京都アニメーション放火殺人事件の裁判が始まったということで
今日の新聞社説はこの事件についてのものだった。
社説前半の主旨としては「犯行動機を明らかにせよ」と。
これについては異論はないのだが、後半に同意しかねる部分があった。
(以下引用)
青葉被告が社会で孤立し、凶行に至った経緯の解明が待たれる。派遣切りに遭うなど仕事も住まいも不安定で、人間関係でつまずくことも多かったようだ。強盗事件を起こして実刑判決を受け、出所後に生活保護や訪問看護も受けていたとみられる。検察側はそうした中で、被告が犯行を決意したとみる。

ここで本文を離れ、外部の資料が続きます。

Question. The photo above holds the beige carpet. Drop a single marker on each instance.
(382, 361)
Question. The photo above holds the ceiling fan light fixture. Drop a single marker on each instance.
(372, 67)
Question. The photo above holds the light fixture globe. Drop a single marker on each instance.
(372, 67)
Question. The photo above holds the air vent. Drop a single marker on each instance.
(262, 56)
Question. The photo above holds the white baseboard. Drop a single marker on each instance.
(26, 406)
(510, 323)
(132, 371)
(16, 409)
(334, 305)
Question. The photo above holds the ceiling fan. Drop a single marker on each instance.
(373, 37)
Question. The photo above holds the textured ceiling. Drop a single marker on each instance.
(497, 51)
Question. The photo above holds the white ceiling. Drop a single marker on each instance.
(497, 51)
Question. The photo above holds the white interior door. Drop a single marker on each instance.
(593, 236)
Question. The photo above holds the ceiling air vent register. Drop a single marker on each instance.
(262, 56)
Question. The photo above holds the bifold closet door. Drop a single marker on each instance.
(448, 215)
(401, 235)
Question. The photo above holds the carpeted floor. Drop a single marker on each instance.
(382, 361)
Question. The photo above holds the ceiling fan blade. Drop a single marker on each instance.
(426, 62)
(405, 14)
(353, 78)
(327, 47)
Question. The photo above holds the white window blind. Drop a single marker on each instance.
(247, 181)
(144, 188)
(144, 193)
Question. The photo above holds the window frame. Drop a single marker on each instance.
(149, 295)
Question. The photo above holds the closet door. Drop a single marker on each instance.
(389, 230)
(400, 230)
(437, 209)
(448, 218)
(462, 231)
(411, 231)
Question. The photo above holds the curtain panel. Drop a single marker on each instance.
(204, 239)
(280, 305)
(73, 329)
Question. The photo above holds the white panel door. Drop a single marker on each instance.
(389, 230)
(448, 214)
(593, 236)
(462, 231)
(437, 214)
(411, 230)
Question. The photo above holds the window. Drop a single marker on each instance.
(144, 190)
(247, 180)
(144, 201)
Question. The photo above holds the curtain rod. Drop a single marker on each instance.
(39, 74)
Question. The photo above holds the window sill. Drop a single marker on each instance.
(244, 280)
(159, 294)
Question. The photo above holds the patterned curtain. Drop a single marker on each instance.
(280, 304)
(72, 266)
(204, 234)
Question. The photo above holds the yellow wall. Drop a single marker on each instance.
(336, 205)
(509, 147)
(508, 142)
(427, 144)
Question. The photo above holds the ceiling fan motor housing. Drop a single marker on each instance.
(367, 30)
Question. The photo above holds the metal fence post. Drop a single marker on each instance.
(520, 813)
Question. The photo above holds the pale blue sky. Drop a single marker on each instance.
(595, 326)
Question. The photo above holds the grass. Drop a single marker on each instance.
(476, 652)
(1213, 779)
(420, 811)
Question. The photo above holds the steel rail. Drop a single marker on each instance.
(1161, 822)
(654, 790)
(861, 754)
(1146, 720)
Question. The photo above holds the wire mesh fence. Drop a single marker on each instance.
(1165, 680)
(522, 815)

近年、放火や電車内での切りつけなど無差別殺人事件が後を絶たない。加害者が孤立を深めた挙げ句、ため込んだ不満を晴らすかのように無関係な他人を巻き込む構図は共通する。どこかで思いとどまらせることはできなかったのか、社会の在りようを考える手がかりが要る。再発防止をもらたす審理を求めたい。
(以上)
「社会の在りよう」だと。
派遣切りにあったり、人間関係でつまづいたりして孤立した人が罪を犯すのは、
まるで社会が悪いとでも言わんばかり。
確かに彼の半生には同情すべき出来事も多いとは思う。
不倫の末に駆け落ちした父と母は、その後に離婚。
父と妹が相次いで自殺し、天涯孤独になる。
しかし、その後の行動には同情の余地などない。
わずか5年の間に2人の肉親を失い、天涯孤独に陥った青葉は、ついに自暴自棄とも言うべき行動に出る。妹の自殺から2年後の2006年9月、春日部市内で女性の下着を盗み逮捕されたのだ。このときは執行猶予付きの判決が下されたが、6年後の2012年6月には、茨城県坂東市内のコンビニエンスストアに包丁を持って押し入り、現金2万円を強奪。強盗及び銃刀法違反の疑いで逮捕され、懲役3年6月の実刑判決を受ける。
(以上)
同じようなつらい境遇の人は、世の中にたくさんいると思う。
だけどほとんどの人は逆境に耐えて、自分の人生を少しでも良いものにしようと懸命に生きている。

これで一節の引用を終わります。